Let $R $ be a commutative ring with 1 and $s $ a nonnilpotent element of $R $ such that for each idempotent $e $ of $R $ there exists a natural number $n_e $ such that either $s^{n_e}e=0$ or $s^{n_e}(1-e)=0$. Can we deduce that for each idempotent $e$ of $R$ either $s^me=0$ or $s^m(1-e)=0$ for a fix natural number $m $?

No. Consider the subring $R\subseteq\prod_{n\geq 1}\mathbb R[x]/(x^n)$ consisting of sequences $(a_n)$ whose constant terms converge to some limit. Let $s=(x,x,x,\dots)$. Then $s$ is nonnilpotent, since $s^n$ has nonzero coefficient in $\mathbb R[x]/(x^{n+1})$.

Now every idempotent $e$ in $R$ is equal to $0$ or $1$ in each coordinate, and is eventually constant.

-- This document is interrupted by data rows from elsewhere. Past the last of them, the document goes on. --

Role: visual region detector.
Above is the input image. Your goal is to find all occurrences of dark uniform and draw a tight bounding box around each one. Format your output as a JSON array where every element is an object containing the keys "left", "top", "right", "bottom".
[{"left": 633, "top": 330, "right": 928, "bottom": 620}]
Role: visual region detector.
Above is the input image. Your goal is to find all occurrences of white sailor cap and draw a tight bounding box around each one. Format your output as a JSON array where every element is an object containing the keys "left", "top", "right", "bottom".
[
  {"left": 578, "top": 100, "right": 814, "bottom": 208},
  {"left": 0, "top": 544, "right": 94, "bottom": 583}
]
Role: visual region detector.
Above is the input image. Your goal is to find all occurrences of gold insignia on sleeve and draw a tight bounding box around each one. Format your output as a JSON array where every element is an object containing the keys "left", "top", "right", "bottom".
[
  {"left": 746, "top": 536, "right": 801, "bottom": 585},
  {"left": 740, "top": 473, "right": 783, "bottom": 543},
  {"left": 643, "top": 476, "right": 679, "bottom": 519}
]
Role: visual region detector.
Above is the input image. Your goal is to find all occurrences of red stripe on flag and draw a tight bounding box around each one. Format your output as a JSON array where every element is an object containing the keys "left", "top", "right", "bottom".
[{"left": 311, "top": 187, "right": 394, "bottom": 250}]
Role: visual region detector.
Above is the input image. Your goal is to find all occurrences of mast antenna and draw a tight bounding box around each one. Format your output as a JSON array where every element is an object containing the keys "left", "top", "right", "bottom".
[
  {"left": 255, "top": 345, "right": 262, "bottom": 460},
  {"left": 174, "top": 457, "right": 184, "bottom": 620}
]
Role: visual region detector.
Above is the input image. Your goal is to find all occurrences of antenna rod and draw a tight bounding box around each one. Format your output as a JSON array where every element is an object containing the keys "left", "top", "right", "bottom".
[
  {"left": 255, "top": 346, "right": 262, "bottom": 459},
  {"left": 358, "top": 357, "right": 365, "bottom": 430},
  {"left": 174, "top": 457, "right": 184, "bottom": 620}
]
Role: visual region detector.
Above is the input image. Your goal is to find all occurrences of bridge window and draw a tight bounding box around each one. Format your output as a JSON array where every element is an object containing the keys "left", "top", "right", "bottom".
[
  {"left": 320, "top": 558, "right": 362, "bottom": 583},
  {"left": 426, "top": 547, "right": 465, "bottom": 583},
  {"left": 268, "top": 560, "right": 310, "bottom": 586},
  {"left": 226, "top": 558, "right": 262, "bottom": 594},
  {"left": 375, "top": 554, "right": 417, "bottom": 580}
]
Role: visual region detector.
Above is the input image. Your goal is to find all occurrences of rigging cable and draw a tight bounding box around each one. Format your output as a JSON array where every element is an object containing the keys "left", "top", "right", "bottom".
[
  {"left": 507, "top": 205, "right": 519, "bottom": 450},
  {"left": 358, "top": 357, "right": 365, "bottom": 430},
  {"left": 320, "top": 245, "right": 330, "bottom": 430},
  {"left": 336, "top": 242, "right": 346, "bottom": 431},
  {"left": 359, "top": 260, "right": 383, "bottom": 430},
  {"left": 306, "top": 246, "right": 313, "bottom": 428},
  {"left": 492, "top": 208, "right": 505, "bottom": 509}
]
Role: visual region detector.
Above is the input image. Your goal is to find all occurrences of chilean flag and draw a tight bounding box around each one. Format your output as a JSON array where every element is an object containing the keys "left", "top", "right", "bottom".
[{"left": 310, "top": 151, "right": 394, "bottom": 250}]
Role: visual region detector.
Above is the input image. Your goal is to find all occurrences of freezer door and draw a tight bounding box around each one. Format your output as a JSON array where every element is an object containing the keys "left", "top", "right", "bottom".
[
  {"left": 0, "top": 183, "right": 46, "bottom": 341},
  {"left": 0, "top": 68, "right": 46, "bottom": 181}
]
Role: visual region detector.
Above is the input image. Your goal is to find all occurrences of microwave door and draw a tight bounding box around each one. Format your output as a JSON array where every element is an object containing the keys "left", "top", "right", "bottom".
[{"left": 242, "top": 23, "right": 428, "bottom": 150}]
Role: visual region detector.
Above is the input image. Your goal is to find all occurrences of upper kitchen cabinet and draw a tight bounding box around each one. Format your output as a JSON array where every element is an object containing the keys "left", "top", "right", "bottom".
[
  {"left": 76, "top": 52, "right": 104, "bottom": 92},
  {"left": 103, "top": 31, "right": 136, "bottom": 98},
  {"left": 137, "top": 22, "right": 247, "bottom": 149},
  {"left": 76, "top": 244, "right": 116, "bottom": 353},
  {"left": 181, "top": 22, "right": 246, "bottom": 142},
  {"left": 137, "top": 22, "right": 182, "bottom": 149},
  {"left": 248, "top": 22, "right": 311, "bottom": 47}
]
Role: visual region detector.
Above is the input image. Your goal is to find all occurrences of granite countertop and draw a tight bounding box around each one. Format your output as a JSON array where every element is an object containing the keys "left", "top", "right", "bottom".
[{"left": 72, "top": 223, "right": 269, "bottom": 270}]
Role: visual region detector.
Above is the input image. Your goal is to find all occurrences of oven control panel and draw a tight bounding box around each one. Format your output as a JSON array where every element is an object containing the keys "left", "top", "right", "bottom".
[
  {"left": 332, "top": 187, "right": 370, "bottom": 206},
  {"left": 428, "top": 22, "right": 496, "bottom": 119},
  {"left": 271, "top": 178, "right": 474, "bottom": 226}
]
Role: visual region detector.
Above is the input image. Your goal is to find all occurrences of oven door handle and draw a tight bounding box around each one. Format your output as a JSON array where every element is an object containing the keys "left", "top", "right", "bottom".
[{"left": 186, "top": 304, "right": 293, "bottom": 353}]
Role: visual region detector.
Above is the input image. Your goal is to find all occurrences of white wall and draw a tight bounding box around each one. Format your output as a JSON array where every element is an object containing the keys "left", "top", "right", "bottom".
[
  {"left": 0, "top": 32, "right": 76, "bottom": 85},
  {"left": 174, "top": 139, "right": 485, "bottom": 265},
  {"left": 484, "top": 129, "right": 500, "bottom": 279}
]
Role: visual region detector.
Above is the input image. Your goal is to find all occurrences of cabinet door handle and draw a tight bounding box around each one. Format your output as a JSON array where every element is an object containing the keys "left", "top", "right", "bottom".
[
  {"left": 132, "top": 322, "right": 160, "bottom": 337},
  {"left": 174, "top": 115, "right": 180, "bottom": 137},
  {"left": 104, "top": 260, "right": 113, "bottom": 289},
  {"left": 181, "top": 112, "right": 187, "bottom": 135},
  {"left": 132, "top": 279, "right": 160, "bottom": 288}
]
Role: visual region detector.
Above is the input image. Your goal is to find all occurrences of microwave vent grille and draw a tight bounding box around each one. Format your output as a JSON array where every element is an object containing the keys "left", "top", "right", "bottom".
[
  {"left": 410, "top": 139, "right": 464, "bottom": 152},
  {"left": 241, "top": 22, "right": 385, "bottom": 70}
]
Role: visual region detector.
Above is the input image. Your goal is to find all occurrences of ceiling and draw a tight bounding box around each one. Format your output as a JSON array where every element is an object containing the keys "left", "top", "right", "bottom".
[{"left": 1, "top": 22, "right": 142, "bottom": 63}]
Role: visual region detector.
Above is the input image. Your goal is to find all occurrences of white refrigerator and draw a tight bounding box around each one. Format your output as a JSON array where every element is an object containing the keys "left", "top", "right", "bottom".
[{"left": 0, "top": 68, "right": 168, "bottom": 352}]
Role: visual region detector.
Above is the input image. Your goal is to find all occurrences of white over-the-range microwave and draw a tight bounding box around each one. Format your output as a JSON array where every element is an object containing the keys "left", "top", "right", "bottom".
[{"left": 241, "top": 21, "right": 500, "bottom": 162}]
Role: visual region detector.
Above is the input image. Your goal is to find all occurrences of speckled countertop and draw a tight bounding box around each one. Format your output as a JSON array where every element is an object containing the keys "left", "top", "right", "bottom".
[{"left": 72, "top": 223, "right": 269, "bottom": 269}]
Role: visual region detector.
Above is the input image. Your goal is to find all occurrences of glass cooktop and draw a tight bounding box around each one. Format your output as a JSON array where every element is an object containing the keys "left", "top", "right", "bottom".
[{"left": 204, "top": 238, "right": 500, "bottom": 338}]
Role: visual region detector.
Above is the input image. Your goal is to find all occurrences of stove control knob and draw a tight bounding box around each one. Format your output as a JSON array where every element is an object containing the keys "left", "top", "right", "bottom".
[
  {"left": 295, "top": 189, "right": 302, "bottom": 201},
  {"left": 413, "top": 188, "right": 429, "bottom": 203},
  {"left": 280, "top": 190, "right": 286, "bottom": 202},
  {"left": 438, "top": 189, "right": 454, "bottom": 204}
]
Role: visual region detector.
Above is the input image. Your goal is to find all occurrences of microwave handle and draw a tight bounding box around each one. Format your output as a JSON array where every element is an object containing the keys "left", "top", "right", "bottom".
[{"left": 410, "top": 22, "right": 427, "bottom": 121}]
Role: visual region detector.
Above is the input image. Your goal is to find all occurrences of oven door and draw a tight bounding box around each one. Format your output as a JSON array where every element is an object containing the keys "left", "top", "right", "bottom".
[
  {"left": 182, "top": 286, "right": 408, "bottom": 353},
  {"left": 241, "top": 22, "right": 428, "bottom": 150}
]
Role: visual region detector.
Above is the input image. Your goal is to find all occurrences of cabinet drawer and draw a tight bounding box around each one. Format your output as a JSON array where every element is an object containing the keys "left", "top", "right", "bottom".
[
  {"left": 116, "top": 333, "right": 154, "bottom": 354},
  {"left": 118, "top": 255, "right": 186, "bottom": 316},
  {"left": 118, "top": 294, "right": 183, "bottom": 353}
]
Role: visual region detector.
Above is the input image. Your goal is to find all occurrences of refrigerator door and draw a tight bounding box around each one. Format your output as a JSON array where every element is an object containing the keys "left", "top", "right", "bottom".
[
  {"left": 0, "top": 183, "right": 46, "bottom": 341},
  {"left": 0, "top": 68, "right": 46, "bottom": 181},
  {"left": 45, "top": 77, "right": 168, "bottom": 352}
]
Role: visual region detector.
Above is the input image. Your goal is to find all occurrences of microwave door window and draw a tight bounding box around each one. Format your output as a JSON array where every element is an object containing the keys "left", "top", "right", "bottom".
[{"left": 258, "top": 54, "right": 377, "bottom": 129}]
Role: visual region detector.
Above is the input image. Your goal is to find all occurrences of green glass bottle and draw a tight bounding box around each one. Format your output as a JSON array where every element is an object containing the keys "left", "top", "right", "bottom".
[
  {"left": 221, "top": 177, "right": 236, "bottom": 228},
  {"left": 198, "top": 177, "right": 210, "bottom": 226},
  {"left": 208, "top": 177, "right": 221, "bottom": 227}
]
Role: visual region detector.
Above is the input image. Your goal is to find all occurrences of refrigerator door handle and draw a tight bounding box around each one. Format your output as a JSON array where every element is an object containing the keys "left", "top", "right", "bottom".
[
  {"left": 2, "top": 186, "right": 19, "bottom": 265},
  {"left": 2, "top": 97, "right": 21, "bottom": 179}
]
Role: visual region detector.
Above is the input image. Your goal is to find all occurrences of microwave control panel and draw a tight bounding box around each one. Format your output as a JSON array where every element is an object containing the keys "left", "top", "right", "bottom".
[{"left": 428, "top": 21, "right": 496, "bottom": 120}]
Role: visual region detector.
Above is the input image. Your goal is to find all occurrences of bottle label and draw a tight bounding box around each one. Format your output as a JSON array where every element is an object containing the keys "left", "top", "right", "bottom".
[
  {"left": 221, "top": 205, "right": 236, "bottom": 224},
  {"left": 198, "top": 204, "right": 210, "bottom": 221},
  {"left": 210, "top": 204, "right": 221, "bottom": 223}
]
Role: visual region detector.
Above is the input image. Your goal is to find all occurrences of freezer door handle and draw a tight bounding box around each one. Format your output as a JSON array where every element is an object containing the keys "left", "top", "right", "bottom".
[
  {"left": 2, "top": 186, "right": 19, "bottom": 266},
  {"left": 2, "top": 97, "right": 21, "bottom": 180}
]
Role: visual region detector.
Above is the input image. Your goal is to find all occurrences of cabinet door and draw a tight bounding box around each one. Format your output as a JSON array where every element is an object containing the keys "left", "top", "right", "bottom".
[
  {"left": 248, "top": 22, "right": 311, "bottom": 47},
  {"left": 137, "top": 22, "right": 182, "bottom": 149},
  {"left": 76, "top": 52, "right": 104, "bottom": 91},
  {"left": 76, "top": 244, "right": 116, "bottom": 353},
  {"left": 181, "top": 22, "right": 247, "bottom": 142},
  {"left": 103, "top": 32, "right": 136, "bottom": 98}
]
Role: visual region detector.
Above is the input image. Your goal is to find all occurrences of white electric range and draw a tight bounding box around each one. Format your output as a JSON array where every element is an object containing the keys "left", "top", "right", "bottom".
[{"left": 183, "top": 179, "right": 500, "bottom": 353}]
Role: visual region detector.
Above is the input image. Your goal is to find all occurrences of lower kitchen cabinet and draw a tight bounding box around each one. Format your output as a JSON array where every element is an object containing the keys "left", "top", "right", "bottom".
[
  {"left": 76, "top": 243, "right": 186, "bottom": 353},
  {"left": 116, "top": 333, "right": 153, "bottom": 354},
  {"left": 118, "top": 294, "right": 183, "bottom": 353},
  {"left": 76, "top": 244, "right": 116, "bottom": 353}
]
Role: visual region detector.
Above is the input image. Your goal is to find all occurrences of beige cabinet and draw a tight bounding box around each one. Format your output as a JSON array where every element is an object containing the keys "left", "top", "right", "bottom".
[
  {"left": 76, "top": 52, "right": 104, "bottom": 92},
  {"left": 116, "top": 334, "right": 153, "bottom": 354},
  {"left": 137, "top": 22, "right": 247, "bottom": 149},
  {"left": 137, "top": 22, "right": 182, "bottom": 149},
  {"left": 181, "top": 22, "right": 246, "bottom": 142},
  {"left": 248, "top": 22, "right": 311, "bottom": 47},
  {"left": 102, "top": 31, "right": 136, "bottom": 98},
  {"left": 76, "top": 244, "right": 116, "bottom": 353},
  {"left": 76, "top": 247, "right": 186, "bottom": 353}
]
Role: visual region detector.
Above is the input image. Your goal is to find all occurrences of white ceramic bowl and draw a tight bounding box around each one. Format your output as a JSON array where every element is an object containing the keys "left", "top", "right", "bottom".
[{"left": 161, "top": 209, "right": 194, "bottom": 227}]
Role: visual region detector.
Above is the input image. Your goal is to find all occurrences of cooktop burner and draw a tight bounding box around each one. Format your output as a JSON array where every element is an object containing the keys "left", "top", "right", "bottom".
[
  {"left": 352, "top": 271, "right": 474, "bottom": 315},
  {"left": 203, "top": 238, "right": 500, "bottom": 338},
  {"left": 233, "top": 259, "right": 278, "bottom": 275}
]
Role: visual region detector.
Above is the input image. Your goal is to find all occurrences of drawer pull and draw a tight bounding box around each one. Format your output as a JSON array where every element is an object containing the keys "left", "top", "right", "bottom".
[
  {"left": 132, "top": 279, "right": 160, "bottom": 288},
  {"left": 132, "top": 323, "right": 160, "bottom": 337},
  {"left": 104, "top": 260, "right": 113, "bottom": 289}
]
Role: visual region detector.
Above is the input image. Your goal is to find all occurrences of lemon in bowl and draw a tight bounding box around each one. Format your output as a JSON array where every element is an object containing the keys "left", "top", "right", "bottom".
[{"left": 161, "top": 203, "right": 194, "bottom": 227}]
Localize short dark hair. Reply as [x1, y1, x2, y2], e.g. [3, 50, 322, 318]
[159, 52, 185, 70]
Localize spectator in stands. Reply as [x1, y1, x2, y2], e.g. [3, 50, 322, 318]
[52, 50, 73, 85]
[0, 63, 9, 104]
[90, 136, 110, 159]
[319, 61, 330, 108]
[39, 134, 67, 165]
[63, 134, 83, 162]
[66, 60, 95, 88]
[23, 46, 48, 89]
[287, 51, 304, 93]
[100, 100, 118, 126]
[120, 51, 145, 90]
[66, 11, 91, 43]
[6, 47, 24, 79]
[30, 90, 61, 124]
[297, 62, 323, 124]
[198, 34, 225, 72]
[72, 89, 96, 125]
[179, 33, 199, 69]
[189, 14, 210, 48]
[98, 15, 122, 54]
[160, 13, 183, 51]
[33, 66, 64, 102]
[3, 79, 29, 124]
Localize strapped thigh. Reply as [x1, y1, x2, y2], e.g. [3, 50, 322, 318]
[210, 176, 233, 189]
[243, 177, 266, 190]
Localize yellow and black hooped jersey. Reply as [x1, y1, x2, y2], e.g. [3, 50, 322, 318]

Replacing $e$ with $1-e$ if necessary, assume $e=(e_n)$ satisfies $e_n=0$ for $n>N$. Then $s^Ne=0$.

However, for $e=(1,\dots,1,0,0,\dots)$ with $n$ ones we have $s^{n-1}e\neq 0,s^{n-1}(1-e)\neq 0$, so we cannot pick one exponent for all idempotents.